Gerrard will always wonder what he might have achieved in his swimming career had he not come up against the drug-fuelled Eastern Europeans that dominated the 1960s. But bigger issues were at play than who won what-coloured medal.
"There were some horrific health implications," he says. "We tend not to highlight the health, but think of the moral issues of cheating."
Steroids robbed the McKenzies of much more than a shot at glory.
"It was like Kris became someone we didn't know," says Shari. "[Attacking Oden] was so foreign to his behaviour. He was happy, so loved by everybody, just a lovely, happy-go-lucky kid enjoying life. He was kind and generous, loved his friends, and really, really loved Oden."
Never ending heartbreak over loss of brother
Johanna ChamberlainIt's been 13 years since my younger brother Kris took his life.
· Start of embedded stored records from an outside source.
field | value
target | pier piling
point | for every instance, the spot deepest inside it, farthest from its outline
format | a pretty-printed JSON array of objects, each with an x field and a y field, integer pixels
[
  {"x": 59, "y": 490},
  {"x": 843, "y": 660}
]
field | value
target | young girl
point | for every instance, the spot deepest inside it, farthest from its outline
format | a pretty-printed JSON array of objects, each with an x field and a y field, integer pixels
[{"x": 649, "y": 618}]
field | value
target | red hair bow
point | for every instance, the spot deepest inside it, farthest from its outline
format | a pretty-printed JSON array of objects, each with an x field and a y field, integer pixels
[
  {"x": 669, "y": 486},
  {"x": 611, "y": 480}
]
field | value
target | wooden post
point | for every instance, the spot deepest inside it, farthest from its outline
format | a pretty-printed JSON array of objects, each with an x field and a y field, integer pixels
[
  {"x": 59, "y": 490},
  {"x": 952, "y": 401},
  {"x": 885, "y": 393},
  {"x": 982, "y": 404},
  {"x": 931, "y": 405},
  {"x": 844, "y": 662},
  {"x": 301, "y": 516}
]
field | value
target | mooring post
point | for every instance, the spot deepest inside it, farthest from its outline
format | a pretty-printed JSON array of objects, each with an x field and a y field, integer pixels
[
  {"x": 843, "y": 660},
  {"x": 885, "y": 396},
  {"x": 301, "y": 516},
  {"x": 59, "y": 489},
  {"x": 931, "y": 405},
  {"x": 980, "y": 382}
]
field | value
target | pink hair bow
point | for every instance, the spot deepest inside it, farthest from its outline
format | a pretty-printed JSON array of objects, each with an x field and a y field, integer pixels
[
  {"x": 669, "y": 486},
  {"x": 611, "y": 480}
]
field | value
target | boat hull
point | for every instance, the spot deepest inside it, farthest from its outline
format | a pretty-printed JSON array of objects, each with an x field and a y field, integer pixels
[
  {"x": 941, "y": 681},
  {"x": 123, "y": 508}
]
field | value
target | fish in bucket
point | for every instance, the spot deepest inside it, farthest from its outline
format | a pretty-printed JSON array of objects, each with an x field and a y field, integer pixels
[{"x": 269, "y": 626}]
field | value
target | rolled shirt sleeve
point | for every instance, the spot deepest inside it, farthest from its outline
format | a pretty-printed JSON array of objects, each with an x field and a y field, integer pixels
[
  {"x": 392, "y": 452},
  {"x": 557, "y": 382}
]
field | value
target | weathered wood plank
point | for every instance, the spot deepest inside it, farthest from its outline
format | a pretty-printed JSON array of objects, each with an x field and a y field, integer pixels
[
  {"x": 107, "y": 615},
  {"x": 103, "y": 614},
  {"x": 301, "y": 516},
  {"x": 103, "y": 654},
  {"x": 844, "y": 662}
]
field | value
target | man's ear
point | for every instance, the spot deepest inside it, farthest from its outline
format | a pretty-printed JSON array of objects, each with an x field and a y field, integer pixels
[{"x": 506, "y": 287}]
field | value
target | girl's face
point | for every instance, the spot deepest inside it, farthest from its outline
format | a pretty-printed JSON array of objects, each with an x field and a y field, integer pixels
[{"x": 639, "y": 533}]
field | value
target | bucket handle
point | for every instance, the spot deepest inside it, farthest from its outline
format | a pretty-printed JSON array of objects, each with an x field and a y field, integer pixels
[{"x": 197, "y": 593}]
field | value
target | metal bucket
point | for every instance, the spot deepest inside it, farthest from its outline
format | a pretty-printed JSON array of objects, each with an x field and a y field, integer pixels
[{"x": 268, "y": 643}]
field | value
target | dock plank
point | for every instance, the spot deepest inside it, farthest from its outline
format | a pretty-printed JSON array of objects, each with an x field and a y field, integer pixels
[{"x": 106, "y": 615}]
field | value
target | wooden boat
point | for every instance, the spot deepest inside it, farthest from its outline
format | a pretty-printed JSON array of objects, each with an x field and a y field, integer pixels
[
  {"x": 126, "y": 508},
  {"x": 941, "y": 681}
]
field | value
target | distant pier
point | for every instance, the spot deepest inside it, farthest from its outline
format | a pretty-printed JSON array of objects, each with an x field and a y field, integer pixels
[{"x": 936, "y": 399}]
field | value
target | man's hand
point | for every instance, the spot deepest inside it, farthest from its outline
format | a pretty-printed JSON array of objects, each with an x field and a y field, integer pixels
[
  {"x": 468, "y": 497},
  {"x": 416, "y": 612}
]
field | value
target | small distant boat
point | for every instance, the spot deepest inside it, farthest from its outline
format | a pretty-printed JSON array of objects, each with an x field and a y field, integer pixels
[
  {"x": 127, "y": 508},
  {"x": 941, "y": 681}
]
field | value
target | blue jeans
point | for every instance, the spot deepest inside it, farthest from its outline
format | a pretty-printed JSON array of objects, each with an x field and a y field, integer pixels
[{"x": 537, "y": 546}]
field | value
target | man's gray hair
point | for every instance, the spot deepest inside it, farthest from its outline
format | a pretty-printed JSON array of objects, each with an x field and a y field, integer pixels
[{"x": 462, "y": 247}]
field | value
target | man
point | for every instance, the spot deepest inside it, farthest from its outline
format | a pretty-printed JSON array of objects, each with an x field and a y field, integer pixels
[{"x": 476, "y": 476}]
He had just turned 20. I am now 35, have married and have two beautiful children.
Kris' photo hangs on my wall - his young face frozen in time. "Who's that?" my 2-year-old asked the other day. "That's your Uncle Kris," I replied. "Where is Uncle Kris?" "He's in heaven." "Why? ... I like Uncle Kris ..."
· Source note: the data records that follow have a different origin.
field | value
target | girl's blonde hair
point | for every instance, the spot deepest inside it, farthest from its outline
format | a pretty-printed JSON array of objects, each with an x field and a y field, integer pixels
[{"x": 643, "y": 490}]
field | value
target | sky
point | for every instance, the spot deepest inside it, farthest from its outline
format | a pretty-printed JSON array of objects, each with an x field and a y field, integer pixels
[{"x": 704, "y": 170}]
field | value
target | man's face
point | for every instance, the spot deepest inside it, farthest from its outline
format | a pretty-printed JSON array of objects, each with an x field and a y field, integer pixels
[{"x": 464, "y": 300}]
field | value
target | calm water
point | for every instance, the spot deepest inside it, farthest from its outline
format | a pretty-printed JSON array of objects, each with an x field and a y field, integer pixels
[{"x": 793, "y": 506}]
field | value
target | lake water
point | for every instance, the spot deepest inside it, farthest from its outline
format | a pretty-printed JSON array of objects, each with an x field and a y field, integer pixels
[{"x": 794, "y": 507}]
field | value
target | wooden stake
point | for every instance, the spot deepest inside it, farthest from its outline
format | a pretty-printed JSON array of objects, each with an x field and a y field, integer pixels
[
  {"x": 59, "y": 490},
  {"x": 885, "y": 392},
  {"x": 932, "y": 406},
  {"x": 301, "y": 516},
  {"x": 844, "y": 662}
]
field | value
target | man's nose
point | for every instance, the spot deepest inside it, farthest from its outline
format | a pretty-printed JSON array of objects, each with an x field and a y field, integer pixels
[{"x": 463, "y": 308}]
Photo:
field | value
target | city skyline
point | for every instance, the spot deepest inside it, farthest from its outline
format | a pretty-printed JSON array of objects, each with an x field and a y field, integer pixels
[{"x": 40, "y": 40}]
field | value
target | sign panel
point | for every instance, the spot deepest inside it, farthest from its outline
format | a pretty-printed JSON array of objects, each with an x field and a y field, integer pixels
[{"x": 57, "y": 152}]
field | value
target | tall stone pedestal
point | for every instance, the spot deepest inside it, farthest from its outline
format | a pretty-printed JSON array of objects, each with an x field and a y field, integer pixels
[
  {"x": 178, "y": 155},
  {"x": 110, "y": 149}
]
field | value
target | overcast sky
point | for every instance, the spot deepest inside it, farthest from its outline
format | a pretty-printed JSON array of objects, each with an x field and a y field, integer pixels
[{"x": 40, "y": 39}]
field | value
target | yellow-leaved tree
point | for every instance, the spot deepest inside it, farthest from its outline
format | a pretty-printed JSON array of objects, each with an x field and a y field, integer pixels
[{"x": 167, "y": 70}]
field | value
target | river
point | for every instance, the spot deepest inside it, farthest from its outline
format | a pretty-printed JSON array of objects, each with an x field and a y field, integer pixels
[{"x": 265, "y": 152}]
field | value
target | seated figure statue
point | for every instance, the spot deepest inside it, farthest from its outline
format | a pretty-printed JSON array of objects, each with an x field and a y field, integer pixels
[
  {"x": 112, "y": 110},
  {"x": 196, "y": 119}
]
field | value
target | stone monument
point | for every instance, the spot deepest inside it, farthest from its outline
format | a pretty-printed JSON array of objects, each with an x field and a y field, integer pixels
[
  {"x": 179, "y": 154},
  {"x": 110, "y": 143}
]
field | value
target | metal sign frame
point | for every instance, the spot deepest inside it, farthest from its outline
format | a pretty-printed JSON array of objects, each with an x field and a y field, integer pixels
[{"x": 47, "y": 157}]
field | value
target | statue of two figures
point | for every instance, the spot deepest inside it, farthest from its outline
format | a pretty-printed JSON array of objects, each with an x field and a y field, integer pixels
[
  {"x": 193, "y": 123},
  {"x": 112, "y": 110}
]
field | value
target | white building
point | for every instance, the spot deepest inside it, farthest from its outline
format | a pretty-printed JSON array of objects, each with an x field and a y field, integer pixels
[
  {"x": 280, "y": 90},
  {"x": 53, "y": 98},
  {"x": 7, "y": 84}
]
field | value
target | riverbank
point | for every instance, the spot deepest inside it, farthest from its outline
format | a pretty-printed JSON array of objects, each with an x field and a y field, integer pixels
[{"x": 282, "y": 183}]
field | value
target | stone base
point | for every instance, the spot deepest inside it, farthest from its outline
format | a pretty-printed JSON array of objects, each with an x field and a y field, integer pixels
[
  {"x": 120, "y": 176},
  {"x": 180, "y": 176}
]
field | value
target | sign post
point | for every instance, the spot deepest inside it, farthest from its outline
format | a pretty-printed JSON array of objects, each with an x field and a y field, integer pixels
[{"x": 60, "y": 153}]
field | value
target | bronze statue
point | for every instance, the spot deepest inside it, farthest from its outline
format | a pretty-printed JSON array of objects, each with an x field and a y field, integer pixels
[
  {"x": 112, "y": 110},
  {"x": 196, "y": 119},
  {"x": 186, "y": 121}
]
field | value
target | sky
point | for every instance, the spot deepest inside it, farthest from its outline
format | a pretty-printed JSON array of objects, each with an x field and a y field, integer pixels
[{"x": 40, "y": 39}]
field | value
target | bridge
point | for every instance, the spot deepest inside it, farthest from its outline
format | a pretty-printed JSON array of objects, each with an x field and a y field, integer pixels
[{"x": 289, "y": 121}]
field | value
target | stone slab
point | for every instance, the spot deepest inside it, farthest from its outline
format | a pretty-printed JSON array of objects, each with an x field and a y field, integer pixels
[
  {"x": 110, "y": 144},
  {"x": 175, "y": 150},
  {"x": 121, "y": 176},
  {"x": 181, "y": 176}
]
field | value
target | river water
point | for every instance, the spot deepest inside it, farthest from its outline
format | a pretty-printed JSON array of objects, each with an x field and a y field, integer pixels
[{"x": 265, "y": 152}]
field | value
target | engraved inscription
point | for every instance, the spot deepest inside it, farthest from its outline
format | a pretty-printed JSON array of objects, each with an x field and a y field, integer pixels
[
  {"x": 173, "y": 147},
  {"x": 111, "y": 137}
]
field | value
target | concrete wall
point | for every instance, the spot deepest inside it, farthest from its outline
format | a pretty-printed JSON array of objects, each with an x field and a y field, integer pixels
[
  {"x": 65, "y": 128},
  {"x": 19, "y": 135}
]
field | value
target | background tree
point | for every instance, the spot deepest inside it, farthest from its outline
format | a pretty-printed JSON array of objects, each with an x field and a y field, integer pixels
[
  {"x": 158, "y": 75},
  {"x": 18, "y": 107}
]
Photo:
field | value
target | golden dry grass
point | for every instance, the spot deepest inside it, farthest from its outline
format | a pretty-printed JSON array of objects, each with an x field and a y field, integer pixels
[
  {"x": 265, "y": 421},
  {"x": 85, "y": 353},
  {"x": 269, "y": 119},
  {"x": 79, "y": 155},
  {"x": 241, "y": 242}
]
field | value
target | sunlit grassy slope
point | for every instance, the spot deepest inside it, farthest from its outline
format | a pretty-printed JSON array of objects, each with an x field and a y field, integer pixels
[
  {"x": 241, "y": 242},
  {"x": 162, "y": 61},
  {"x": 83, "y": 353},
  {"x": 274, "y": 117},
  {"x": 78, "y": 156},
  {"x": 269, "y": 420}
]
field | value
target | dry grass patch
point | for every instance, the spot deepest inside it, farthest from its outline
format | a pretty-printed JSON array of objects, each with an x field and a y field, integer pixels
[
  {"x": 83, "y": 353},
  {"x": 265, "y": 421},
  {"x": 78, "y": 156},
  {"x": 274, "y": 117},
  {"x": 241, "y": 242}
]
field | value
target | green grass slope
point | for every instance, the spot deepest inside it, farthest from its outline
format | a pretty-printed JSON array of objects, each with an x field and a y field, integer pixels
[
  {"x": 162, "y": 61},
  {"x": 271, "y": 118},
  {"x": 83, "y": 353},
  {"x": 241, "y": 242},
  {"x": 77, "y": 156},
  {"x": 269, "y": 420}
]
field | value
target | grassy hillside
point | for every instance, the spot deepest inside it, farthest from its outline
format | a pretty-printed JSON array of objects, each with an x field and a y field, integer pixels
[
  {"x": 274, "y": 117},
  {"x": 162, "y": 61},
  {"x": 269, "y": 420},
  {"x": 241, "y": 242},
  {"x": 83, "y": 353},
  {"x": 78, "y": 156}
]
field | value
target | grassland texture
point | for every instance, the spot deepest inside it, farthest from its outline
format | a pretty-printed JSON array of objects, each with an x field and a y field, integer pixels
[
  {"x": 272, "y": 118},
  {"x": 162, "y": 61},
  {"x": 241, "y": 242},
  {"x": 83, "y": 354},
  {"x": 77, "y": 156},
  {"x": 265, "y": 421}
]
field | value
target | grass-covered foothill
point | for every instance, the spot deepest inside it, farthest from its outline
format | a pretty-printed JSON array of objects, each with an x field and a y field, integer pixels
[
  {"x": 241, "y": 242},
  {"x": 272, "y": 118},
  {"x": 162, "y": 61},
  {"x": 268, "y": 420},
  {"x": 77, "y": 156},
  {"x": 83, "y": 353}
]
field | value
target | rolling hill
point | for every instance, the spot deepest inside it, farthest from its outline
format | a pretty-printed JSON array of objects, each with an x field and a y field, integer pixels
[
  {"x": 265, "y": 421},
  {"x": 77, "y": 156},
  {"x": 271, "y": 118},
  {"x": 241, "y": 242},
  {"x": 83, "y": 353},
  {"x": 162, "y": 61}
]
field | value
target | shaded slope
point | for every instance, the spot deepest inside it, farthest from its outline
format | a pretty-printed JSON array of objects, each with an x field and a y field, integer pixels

My children would have loved their Uncle Kris and it breaks my heart they will never meet him.
They will never have cousins. I'll never be an aunty.
Grief is lonely and never-ending. Often I find myself swallowing a lump in my throat or wiping away tears - forcing myself to hold my head up and get on with life. I still have my life to live.
Nonetheless, a surge of anger emerges when I hear of sportsmen and women taking steroids to enhance their performance, and I feel sick to my stomach when I see bodybuilders flexing their inflated muscles with pride on television and in magazines.
While professional sportspeople abusing steroids get condemned publicly, an underbelly of seedy steroid abuse is happening under our noses. People need to wake up. It isn't just the Lance Armstrongs, Nadzeya Ostapchuks and rugby heroes taking these body and mind-altering drugs. Ordinary young New Zealand men and women are getting lured into a drug scene that seems to be thriving.
Kris was an impressionable 19-year-old when got sucked into the steroid scene in Invercargill. My family, unaware Kris was on steroids, watched him self-destruct from a hopeless distance.
He put up a wall and wouldn't let us in. When Kris decided he didn't like the person he had become and came off the steroids "cold turkey" the damaging psychological side-effects continued - ultimately leading him to take his life on December 17, 1999.
When Kris died, his "gym buddies" were nowhere to be seen. Conveniently, some we believed to be key players in the drug scene disappeared from Invercargill while police investigated allegations that steroids were prevalent within certain gyms.
While steroids and drug paraphernalia were found in Kris' bedroom, the police investigation fizzled to nothing. Whoever supplied my little brother with those damaging drugs was never caught, and has been free to ruin the lives of other innocent people.
If steroid use can thrive in a little city at the bottom of the South Island, I shudder to think how widespread the scene is across the rest of New Zealand. The worst part: I feel helpless to stop it.